Unsustainable Inequalities
- Author: Lucas Chancel
- Publisher: Belknap Press / Harvard University Press
- Publication date: 2020-06-10
- ISBN: 9780674984653

= Unsustainable Inequalities =

2020 book by Lucas Chancel

Unsustainable Inequalities: Social Justice and the Environment is a non-fiction book published in 2020 by French economist and researcher Lucas Chancel. The book explores the intricate relationship between social inequalities and environmental degradation, offering a comprehensive analysis of the global challenges posed by these intertwined issues. Chanel explains how economic inequality shapes who benefits from environmental resources and who bears the cost of pollution and ecological damage. He shows that wealthier individuals and nations contribute more to environmental harm while poorer communities are often the most affected by its consequences.

Chancel argues for the necessity of addressing social justice and environmental sustainability in tandem in order to achieve lasting and equitable solutions. He emphasizes that environmental policies cannot succeed if they ignore inequality and that social policies must also consider their environmental impact.
== Overview ==
Unsustainable Inequalities examines the complex interplay between social and environmental issues, focusing on the ways in which social inequalities contribute to environmental degradation and hinder effective action against climate change. The book covers a range of topics, including income inequality, access to resources, environmental racism, and the disproportionate impacts of climate change on marginalized communities. Chancel proposes a framework for incorporating social justice into environmental policy and emphasizes the importance of rethinking economic models to prioritize both social equity and environmental sustainability.

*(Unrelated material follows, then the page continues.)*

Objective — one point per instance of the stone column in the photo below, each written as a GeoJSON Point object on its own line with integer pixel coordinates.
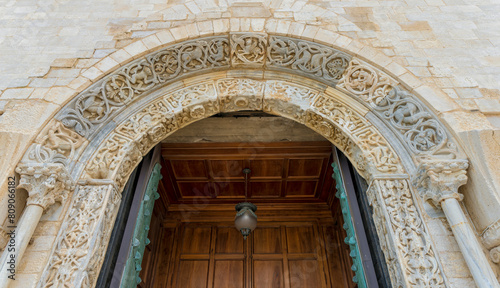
{"type": "Point", "coordinates": [46, 183]}
{"type": "Point", "coordinates": [439, 181]}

== Background and Author ==
Lucas Chancel is a French economist and researcher specializing in income inequality, environmental policy, and sustainable development. He is the Co-Director of the World Inequality Lab at the Paris School of Economics and a Senior Research Fellow at the Institute for Sustainable Development and International Relations. Chancel's academic and policy work focuses on the intersection of social and environmental issues, and his research has contributed significantly to the understanding of these complex relationships.

== Reception ==
Unsustainable Inequalities was ranked the Best Book of 2020 in economics according to the Financial Times.